Privacy Policy

Last updated: June 2026

Who we are

Selaro is operated by a small team based in Denmark. We are subject to EU law, including the General Data Protection Regulation (GDPR). The data controller is the operator of Selaro, based in Denmark.

Questions about this policy: privacy@selaro.ai

What data we collect and why

Account data

When you create an account, we collect your email address and display name. We use this to identify you, send you important account communications, and provide the service.

Conversation data

Your conversations with Selaro are stored so you can access them later and so Selaro can build memory over time (paid plans only). We do not use your conversations to train AI models — ever.

Memory profile

For paid users, Selaro extracts themes, values, and patterns from your conversations to build a profile that makes future conversations more relevant. You can view, edit, and delete this at any time from your account settings.

Usage data

We collect basic usage data (credits used, features accessed) to operate the service and prevent abuse. We do not track you across other websites.

Payment data

Payments are processed by Stripe. We do not store your card details — Stripe handles all payment data under their own privacy policy.

Cookies

We use necessary cookies to keep you signed in. We use functional cookies (with your consent) to remember preferences. We use analytics cookies (with your consent) to understand how the product is used. You can manage your cookie preferences at any time via the cookie banner.

AI-generated content

Selaro's responses are generated automatically by third-party AI models and may contain errors, omissions, or inaccuracies. They are not professional advice.

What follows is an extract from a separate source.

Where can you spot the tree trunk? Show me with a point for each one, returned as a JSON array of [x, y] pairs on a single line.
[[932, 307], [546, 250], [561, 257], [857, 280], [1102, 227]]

See our Terms of Service for the full AI-content disclaimer.

How we use your data

  • To provide and improve the Selaro service
  • To send you important account communications (never marketing without consent)
  • To detect and prevent abuse
  • To comply with legal obligations

We do not sell your data. We do not share your data with third parties except as described below.

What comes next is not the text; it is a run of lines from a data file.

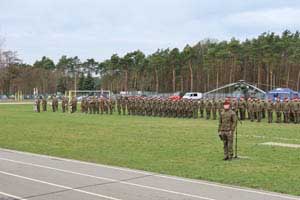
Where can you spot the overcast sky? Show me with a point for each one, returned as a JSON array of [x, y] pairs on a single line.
[[98, 28]]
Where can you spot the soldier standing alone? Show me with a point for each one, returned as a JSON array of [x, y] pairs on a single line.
[[226, 129], [44, 104]]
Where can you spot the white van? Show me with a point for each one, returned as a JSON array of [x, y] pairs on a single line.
[[192, 95]]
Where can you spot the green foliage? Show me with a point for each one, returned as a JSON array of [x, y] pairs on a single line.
[[45, 63], [181, 147], [89, 83]]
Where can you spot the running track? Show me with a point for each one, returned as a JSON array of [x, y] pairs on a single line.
[[31, 176]]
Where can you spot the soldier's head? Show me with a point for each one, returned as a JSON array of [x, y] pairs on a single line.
[[226, 105]]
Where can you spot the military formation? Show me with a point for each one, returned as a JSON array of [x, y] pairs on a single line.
[[253, 109]]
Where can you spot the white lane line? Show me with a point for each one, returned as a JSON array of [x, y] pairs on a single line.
[[232, 188], [12, 196], [80, 162], [162, 176], [60, 186], [109, 179]]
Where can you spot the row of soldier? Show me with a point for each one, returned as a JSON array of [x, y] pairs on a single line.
[[252, 109]]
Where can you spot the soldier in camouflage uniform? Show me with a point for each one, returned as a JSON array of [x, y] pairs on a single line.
[[270, 109], [294, 110], [258, 110], [214, 109], [242, 105], [101, 105], [220, 107], [38, 104], [298, 110], [264, 108], [278, 110], [64, 103], [201, 107], [195, 109], [208, 108], [73, 104], [54, 103], [286, 111], [119, 105], [44, 104], [251, 105], [226, 129]]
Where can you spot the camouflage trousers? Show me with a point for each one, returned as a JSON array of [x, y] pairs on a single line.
[[207, 114], [201, 113], [214, 111], [242, 114], [286, 115], [278, 117], [270, 116], [227, 138]]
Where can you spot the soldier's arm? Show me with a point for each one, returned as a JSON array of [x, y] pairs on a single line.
[[220, 123], [233, 121]]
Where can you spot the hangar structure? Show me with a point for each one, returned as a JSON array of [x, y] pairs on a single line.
[[237, 90]]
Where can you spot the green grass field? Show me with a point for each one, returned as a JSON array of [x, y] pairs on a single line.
[[182, 147]]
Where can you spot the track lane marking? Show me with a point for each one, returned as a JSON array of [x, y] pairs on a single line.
[[57, 185], [109, 179], [158, 175], [12, 196]]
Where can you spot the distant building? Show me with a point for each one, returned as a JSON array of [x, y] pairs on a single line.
[[237, 90], [282, 93]]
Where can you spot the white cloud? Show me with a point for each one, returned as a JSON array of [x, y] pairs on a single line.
[[100, 28], [278, 18]]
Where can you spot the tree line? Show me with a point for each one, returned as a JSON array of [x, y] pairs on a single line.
[[267, 61]]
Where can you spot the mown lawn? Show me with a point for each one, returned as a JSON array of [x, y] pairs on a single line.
[[182, 147]]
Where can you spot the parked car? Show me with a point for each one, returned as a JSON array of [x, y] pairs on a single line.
[[3, 97], [192, 95]]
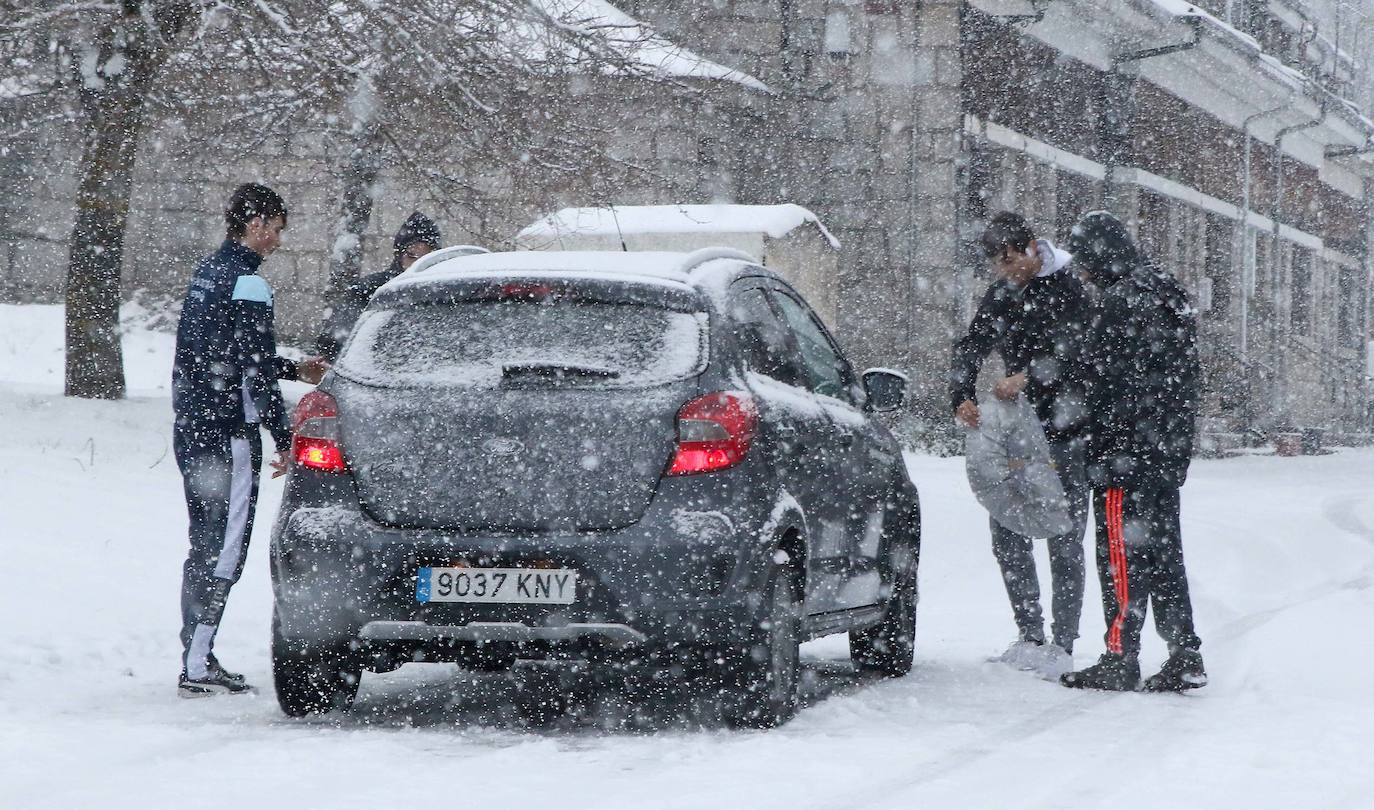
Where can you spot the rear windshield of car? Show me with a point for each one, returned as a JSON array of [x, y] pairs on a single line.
[[485, 343]]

Legal basis for processing

Under the GDPR, we rely on the following legal bases to process your personal data:

  • Account operation and providing the service — Contract (Art. 6(1)(b))
  • Processing payments — Contract (Art. 6(1)(b))
  • Abuse prevention and security — Legitimate interest (Art. 6(1)(f))
  • Analytics (cookieless) — Legitimate interest, or consent where required
  • Meeting legal obligations — Legal obligation (Art. 6(1)(c))
  • Building your private memory profile — Contract / legitimate interest (core to the service you signed up for)

Who we share data with

  • Anthropic — powers the AI. Your conversations are sent to Anthropic's API to generate responses, under a Data Processing Agreement (DPA). Anthropic does not use API data to train models. See Anthropic's privacy policy at anthropic.com/privacy.
  • Supabase — our database, hosted in the EU.
  • Stripe — payment processing. Stripe is GDPR-compliant.
  • Vercel — provides our hosting infrastructure. Where personal data is transferred outside the EEA, appropriate safeguards (such as SCCs) are used.
  • Plausible — privacy-friendly, cookieless analytics on our public pages only. It collects no personal data and does not track you across sites.

We do not use any advertising networks, data brokers, or third-party analytics that track you across websites.

International data transfers

Some of our processors (including Anthropic, which provides AI processing) are based outside the European Economic Area (EEA). Where personal data is transferred outside the EEA, we rely on appropriate safeguards such as the European Commission's Standard Contractual Clauses (SCCs).

We may engage additional subprocessors from time to time. An up-to-date list of subprocessors is available upon request at privacy@selaro.ai.

Your rights (GDPR)

You have the right to:

  • Access the data we hold about you
  • Rectify inaccurate or incomplete data
  • Erase your data ("right to be forgotten")
  • Restrict processing in certain circumstances
  • Receive your data in a portable format (data portability)
  • Object to processing based on our legitimate interests
  • Withdraw consent at any time
  • Lodge a complaint with the Danish Data Protection Agency (Datatilsynet)

To exercise any of these rights, go to Settings → Profile → Data and Privacy, or email privacy@selaro.ai.

Data retention

  • While your account is active, your conversations and memory profile are retained so you can use the service.
  • When you delete your account, all your personal data is permanently deleted within 30 days.
  • Residual copies in encrypted backups are purged within 90 days.
  • You can export or delete your data at any time from Settings → Profile → Data and Privacy.

Security

We use encryption in transit (HTTPS) and at rest. Access to production data is restricted to essential personnel only. We conduct regular security reviews.

Changes to this policy

We will notify you by email of material changes to this policy at least 30 days before they take effect.